Mani no respondió. Con los ojos cerrados, vagaba en medio de sus recuerdos a la búsqueda de alguna señal, de algún presagio que hubiera podido anunciarle esta extraña escena que estaba viviendo. Jamás habría podido imaginar que las cosas sucederían así. Luego, abriendo lentamente los párpados, puso la palma de la mano derecha sobre la cabeza de su padre arrodillado. De este modo, reproducía sin saberlo, y de alguna manera borraba, el gesto con el que, antaño, Sittai había adquirido tanta influencia sobre Pattig en el jardín del templo de Nabu.

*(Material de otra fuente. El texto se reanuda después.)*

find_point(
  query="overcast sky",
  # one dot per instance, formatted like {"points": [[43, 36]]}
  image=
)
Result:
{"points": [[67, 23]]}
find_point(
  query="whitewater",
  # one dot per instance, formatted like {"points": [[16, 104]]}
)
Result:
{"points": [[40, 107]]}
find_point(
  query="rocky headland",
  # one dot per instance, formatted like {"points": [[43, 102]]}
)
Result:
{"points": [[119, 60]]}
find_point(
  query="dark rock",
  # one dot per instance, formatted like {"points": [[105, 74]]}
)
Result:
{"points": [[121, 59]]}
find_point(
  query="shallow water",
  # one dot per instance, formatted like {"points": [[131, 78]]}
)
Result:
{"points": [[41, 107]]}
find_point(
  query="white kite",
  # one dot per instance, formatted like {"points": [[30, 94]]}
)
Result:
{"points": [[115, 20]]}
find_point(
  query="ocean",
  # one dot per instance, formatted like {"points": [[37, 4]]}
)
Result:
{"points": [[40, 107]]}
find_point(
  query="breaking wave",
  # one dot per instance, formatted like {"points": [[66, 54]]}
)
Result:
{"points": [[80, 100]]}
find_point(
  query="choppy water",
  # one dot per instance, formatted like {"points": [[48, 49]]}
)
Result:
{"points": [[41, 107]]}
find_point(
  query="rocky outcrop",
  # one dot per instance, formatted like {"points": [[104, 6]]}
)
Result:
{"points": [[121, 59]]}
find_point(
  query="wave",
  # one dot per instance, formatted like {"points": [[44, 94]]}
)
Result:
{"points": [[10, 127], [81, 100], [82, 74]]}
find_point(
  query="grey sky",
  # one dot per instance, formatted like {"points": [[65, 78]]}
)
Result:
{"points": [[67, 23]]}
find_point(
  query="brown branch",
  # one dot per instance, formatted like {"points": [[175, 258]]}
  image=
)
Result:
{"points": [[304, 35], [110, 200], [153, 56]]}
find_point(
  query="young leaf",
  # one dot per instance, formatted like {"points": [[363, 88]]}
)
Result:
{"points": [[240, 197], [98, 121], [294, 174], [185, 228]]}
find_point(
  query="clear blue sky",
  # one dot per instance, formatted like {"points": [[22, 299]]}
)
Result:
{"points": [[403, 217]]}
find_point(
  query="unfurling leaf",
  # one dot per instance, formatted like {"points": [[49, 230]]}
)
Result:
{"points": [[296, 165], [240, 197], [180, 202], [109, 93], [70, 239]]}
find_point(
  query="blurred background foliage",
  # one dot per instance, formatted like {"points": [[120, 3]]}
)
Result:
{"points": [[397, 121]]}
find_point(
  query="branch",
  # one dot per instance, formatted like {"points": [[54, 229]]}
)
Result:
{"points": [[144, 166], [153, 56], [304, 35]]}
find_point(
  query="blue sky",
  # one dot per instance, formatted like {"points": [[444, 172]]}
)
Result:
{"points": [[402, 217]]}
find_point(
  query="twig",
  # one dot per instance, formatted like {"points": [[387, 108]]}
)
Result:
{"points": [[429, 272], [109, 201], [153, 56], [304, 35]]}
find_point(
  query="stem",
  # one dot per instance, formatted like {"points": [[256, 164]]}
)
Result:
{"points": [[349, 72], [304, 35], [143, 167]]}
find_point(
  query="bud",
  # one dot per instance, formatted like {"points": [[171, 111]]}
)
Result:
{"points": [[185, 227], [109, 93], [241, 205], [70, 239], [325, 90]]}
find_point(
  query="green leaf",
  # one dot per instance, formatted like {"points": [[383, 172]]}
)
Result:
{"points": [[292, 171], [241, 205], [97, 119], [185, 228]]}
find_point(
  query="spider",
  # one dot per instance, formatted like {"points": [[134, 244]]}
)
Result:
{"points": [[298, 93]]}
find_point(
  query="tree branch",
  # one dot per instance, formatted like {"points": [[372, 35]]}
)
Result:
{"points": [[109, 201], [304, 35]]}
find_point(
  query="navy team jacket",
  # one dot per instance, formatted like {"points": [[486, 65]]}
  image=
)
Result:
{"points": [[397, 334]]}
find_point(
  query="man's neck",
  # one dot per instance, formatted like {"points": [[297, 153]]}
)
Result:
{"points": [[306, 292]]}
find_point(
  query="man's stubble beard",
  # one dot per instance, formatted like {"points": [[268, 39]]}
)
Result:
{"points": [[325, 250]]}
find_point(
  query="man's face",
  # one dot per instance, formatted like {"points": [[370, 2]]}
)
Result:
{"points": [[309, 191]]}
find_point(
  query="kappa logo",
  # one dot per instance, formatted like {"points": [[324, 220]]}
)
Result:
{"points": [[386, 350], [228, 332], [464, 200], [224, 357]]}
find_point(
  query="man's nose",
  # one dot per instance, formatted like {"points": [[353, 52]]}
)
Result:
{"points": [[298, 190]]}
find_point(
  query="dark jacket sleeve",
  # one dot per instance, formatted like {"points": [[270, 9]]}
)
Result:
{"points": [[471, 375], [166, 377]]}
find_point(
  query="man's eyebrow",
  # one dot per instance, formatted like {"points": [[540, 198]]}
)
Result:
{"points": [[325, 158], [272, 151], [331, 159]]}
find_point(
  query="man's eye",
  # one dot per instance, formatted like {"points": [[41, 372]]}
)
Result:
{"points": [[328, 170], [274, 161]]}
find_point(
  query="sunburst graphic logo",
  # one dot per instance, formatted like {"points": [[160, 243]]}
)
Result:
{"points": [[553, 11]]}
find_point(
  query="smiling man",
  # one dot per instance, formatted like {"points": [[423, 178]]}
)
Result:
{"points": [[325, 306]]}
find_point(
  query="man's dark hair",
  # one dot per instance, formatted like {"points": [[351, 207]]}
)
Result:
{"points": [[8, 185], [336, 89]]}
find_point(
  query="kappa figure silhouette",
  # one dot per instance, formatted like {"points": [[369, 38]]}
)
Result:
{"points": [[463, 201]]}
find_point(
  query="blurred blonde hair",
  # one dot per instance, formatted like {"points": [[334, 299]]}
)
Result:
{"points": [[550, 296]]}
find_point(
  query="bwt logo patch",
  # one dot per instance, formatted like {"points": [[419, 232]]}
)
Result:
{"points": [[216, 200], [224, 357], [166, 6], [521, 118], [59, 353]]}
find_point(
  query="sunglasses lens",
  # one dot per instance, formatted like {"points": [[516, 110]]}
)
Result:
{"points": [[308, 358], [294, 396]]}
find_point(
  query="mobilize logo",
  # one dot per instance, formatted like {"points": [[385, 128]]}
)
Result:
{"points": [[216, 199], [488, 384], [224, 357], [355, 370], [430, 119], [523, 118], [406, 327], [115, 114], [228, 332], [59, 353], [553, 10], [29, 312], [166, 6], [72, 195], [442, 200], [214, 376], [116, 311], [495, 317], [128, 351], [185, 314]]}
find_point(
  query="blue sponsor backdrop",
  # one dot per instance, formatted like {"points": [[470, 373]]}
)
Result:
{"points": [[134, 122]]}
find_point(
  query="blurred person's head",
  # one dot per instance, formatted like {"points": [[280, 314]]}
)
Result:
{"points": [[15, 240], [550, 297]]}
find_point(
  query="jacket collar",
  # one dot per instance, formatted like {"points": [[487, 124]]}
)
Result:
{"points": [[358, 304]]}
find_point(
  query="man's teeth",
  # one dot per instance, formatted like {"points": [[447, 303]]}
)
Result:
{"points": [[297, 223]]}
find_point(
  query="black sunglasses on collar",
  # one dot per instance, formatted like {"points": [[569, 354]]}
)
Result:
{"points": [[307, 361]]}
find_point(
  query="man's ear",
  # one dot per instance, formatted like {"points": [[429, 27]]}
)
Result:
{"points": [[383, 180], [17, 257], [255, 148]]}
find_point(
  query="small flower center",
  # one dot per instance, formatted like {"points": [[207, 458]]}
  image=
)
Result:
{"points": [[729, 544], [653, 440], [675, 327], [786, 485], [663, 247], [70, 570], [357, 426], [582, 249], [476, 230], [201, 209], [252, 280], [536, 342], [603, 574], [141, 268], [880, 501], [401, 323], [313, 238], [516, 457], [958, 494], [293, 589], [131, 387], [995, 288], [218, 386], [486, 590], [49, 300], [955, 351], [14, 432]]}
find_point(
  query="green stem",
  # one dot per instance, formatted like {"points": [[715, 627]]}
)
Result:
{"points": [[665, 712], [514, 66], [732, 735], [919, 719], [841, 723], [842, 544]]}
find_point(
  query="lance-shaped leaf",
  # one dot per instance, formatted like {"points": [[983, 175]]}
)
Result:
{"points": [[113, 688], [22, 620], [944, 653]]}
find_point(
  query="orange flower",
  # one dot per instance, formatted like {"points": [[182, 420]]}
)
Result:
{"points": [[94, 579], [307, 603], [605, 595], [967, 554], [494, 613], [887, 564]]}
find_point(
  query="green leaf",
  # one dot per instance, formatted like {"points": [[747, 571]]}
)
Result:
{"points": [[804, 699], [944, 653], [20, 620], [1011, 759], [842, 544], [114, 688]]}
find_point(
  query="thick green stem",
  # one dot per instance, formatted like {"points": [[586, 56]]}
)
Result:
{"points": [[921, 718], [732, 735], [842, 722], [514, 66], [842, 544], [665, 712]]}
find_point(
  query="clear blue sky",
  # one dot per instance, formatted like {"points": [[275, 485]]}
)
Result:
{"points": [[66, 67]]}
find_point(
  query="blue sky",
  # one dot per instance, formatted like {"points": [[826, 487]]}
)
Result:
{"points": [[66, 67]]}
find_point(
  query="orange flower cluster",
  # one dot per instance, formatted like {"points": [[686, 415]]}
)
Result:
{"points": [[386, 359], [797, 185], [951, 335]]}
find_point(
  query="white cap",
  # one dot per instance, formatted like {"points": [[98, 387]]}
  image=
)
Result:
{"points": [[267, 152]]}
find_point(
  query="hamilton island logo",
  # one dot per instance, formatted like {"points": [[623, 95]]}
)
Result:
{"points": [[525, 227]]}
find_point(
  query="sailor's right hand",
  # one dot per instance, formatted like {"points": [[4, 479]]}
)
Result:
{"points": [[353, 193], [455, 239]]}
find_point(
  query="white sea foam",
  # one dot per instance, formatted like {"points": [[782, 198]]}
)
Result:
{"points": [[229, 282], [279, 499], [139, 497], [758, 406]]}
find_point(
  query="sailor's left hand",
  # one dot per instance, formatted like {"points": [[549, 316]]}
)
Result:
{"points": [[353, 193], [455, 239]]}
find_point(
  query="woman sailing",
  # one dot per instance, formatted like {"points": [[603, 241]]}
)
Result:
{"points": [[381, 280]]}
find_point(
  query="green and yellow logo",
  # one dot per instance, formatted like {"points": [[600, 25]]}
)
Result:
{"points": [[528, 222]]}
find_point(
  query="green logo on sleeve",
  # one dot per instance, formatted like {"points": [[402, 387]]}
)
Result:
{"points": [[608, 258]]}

Los siguientes días, Maleo refunfuñaba, echaba pestes, se embrollaba e iba de un lado a otro por sus talleres, impotente para realizar cualquier trabajo útil. Ciertamente, Mani le había intrigado siempre, pero jamás le había parecido tan desconcertante, tan incomprensible. A veces, tenía gestos de maestro rodeado de sus discípulos y, al instante siguiente, gestos de niño; a veces, Maleo le admiraba, casi le veneraba y, al instante siguiente, sólo sentía deseos de protegerle como a un hermano menor.

Sobre todo, el tirio no cesaba de dar vueltas en la cabeza a los acontecimientos de la víspera: una curiosa Iglesia había visto la luz en su propia casa, nacida del vasallaje antinatural de un padre ante su hijo. ¿Qué papel le hacían representar a él, Maleo de Tiro, dedicado a comerciante, sectario arrepentido que había huido de Iglesias y de Comunidades?

En sus relaciones con su amigo, había un malentendido cuya amplitud y consecuencias no había valorado hasta entonces. Uno y otro habían abandonado con alivio el palmeral de los Túnicas Blancas, pero sus motivaciones eran muy diferentes. Él había sabido siempre con certeza lo que quería de la vida: la fortuna, la mujer amada, la vivienda confortable a la espera de construirse un palacio… ¿Y Mani? ¿Con qué soñaba al abandonar la secta? ¿Con una nueva religión? Seguramente había en él ese deseo de predicar, y ahora hacía frecuentes alusiones a una voz celeste… Pero entonces, cómo explicar que, la misma noche de la llegada de Pattig, Maleo hubiera oído de su boca esta frase desconcertante: «¡A veces me pregunto si no será el señor de las Tinieblas el que inspira las religiones, con el único fin de desfigurar la imagen de Dios!».

¿Eran éstas las palabras de un nombre de religión?